How would I make changes using the limited resources available to me without compromising the integrity of the system and having those changes be sustainable and effective? To be honest, I had been wholly unprepared for my experience in Vietnam. I knew I was changed for the better, but I could not comprehend, nor did I fully appreciate, the impact of that one month abroad.

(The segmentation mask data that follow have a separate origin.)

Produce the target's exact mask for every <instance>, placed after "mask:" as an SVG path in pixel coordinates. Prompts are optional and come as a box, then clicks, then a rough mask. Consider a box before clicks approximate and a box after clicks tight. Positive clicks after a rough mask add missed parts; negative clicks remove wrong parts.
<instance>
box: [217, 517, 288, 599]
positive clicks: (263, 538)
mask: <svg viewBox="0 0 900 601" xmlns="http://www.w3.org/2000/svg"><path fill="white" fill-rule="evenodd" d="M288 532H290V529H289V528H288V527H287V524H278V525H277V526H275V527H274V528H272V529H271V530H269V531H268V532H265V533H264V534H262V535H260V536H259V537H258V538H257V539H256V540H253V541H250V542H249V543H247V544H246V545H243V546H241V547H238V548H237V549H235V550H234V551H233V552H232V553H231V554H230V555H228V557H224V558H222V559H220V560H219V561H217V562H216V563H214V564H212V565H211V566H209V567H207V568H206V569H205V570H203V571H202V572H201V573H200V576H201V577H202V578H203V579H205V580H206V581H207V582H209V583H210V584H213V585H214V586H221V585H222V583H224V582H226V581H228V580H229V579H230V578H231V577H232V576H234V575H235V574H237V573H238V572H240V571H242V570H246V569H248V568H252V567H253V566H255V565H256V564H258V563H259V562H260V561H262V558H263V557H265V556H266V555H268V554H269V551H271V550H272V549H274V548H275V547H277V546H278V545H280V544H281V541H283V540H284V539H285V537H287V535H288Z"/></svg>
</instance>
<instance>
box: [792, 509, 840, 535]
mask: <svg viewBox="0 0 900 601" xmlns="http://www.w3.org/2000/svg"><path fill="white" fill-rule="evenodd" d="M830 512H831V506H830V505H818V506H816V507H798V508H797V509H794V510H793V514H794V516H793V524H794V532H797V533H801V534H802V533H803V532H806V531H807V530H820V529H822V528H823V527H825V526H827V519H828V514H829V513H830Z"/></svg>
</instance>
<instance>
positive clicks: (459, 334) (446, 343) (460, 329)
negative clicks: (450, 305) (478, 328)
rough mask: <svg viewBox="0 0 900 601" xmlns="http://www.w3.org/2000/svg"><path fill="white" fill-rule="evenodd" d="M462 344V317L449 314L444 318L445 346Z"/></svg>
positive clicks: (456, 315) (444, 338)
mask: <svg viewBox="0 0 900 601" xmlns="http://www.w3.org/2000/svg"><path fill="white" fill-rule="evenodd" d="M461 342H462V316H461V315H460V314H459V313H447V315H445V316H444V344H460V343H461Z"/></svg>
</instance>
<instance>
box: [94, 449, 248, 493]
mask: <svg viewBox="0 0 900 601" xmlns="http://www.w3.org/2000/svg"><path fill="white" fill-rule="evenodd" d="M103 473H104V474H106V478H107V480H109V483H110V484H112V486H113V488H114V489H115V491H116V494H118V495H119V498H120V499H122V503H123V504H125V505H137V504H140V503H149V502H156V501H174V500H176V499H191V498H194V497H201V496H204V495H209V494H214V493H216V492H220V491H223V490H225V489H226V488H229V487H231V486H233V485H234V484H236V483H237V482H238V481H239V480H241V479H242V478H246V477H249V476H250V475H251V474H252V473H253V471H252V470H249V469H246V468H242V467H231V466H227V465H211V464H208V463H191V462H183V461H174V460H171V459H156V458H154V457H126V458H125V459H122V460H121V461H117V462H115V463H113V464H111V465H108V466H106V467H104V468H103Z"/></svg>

It wasn't until I became a participant of the Global Health Track that I realized that I had been missing essential knowledge and skills to work effectively in Vietnam. Through workshops and lecture series, I have learned about different aspects of global health from educators who are equally passionate about global health. Less than a year ago, I traveled to Leon, Nicaragua for the first time to begin one of three trips that I would be taking over the course of residency.
As I write this, I am currently in Leon, Nicaragua for the second time. I am living with a host family and eating authentic Nicaraguan meals every day. Each morning I work at the "Puesto de Salud Santa Ana" (one of Nicaragua's many health care posts) and each afternoon I walk to Spanish class. Although I have walked the same streets at least 50 times, I always discover a new shop or detail that I had not noticed before. It amazes me that I can see the same thing every day, yet have each encounter be a novel experience.
Undoubtedly, the biggest challenge I have come across has been learning Spanish. A part of me was worried, was it possible to have meaningful encounters without knowing the exact words to say? As I have come to learn, a smile, a simple touch or a moment of silence goes a long way and can go beyond words. Despite their hardships, it is incredibly inspiring to see the quiet resilience that marks the daily lives of the Nicaraguan people.
I enjoy every aspect of my experience here, from the culture immersion to working within Nicaragua's health care system. I am learning to open myself to new perspectives, to know when to speak and when to listen, and to appreciate the small details but never forgetting to look at the bigger picture.